Today after i left cheryl house, i felt so bad! I needed a taxi ride home, i walked out of her condo's main entrance and saw so much people waiting outside too. People standing in front of me, wanting to cut my queue, i got really pissed off. So i sat down and waited by the kerb side. After thinking about what happened, i broke into tears, i really needed to cry to feel better....
I finally found a taxi, but it was already damn late liao, 7.55pm. I had to rush back home, but i looked at the watch and sulked....
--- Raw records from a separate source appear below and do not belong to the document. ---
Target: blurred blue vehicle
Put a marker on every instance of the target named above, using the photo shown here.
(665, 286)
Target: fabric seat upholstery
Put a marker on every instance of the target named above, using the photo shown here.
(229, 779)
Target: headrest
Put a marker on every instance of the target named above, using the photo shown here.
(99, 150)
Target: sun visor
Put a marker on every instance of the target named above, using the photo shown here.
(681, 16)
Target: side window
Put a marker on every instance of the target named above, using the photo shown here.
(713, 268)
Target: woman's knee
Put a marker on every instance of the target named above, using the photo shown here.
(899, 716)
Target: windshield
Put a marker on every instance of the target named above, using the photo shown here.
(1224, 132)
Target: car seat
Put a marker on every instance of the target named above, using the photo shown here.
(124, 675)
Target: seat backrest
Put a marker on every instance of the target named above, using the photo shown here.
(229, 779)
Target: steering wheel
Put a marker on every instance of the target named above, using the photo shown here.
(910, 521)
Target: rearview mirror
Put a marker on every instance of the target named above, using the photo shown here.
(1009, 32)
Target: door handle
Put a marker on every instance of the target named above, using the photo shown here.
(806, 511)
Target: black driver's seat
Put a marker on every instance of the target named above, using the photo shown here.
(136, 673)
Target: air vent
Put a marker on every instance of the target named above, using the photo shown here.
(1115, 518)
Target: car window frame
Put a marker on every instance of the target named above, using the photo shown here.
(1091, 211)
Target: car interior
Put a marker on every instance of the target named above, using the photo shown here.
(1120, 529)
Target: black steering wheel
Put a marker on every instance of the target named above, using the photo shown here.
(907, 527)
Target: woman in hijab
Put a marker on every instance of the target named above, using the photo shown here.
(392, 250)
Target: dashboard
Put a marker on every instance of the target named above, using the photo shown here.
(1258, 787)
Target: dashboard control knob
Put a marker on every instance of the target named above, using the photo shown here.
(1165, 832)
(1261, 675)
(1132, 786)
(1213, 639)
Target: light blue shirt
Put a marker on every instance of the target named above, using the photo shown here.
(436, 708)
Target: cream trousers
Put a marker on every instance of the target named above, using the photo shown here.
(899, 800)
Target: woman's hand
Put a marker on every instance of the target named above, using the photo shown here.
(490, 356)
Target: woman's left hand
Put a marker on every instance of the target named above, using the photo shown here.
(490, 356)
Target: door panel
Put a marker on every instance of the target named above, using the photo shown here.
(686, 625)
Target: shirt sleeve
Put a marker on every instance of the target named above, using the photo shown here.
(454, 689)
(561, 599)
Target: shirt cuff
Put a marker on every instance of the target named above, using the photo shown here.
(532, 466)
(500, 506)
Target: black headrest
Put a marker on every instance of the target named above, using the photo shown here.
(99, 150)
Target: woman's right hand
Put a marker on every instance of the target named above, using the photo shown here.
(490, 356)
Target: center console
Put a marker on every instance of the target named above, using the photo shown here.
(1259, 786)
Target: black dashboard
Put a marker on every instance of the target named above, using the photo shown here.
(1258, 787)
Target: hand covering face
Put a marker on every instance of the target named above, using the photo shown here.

In the taxi, i told myself that i needed to write to feel better, so i took out my Hp and started typing and saving those short messages, this was what i wrote:
Today is the unhappiest day of my life. Early in the morning, i was late for a basketball match because i had to go home to replace my one side of contact lens which dropped out unknowingly. Worse still we lost the match, i think it was partly my fault and the stupid rain that ruined everything. I didnt guard the opponent properly and gave them so much chance to score. Some more rain, our centre, vincent, was like falling and sliding off all the time, so hard to play.We won two matches and won one. After the defeat, i needed someone to eat lunch with me but i ended up eating alone. Asked around, all say not free. i always thought that cheryl will always be there when i needed company. Didint know what made mi think that way, but she couldnt do it. Then i quarreled with her, i knew i was wrong by forcing something on her, i didnt know how to apolgise, it was all my fault anyway, some bloody loser i am! I kept quiet all the while because i was feeling like shit. Then she asked mi why we can be together for so long, i told her because i always give in. She said she was considering to break up with mi, and asked mi if i am. The rain took so long to abate, it worsened my mood, i want to cry it all out again!